Apart from specialist agencies such as Computer Placement, the best source of contract jobs is the Internet (sites such as www.stepstone.ie and www.irishjobspage.ie), which has displaced magazines such as Freelance Informer and Irish Computer from a job-seeker’s point of view. Agencies will assist with visa or work authorisation applications and provide training where necessary.
Contract workers from EEA countries may either be employed by the company they’re working for on a PAYE basis or establish their own limited companies.

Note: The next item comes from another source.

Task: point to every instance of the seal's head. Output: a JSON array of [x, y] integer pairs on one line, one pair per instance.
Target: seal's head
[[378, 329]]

Anther option is to set up an offshore company, which means that earnings are tax-free but cannot be used by the employee for subsistence in Ireland; if any money is withdrawn for this purpose, the employee is liable to ‘remittance tax’.
Non-EEA nationals need to obtain a work permit or work authorisation in the normal way and can either set up their own business, provided that they’ve obtained business permission, or become an employee.
In the case of employees, their employer, or the agency which recruited them on the employer’s behalf, acts as a guarantor (also referred to as a ‘sponsor’ or ‘owner’) that they won’t abuse the system by claiming Social Welfare benefits or otherwise becoming a burden on the state. There are recruitment agencies that will find contract work for non-EEA nationals who have established a business without obtaining business permission, but this remains an illegal practice in Ireland.
Part-time jobs (officially defined as jobs in which you work fewer than five days a week, regardless of the number of hours worked) are available in most industries and professions and are common in offices, pubs, shops, factories, cafes and restaurants. Many young foreigners combine part-time work and study, for example improving their English or studying for a trade or professional qualification, although many educational institutions specifically forbid part-time working and study visas aren’t valid for employment.
Most part-time workers are poorly paid, although you should now be assured of at least receiving the national minimum wage. As a part-time employee you’re also entitled to the same bonuses, holidays, etc. as full-time employees, on a pro rata basis. You may, however, have little protection from exploitation by your employer, although some employers give part-time employees the same rights as full-time employees. Some companies operate a job share scheme, where two or more people share the same job.